Legal Equalizer has already hired seven Davidson students in the past through the hub’s Gig-Hub program, which connects companies with students for short-term employment. Njie said that he wants to offer students opportunities to see what an entrepreneur actually goes through and get hands-on experience by participating in roles such as marketing, sales, website development, coding and translation.

“I’m not going to give the students a designated role ... because when I was that age, I didn’t know what I wanted to do,” Njie said. As a result, he wants incoming student hires to gradually find out what they want to learn by trying out different roles.

As someone who graduated college and started to build a tech company from the ground up, Njie hopes that his experience will encourage students to keep trying.

“I want them to see that it can be done for someone like me, you know, a goofball in Davidson, to be frank, to grow up and be a real adult eventually, and actually do something without being afraid to fail,” he said.

Stops of students led to app

Without his time at Davidson, Njie said, he couldn’t have started the company.

Earlier this year, Njie talked to students at a Hurt Hub event about how his time in college inspired him to create the app. As part of the first large class of African-American public school students at the college, he told them, Njie and his friends often got pulled over by police officers. That was when he started to bring printed copies of North Carolina laws with him to show the police about his rights.

Such experiences were not rare in his hometown Georgia, and during his time working in sales in Charlotte before starting the app, he said during the event.
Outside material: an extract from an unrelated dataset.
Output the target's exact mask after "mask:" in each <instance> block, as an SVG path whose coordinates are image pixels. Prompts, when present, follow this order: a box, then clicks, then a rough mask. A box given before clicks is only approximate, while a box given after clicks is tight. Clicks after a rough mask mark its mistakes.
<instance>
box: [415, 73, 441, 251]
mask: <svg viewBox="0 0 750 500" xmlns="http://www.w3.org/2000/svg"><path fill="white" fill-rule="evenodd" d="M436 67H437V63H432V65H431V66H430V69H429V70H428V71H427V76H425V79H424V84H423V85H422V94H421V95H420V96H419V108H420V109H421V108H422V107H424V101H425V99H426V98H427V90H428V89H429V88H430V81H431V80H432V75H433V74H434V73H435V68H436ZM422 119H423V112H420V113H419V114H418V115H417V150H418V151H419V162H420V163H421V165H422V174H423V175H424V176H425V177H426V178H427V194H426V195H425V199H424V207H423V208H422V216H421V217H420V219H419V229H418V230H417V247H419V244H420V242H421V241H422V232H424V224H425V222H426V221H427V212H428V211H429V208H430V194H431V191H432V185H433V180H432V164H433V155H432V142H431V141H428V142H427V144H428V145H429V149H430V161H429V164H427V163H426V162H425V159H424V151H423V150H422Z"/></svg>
But it was after he learned about the high-profile case in Ferguson, Mo., where Michael Brown was shot and killed by a police officer, that he recognized the urgency of recording the police interactions.

“I am excited for students to see us expanded, and to pick up their brains, because this was built for students mainly. For them to be able to work on something that was built to affect them directly is in line with what I’ve been thinking about for a while,” Njie said.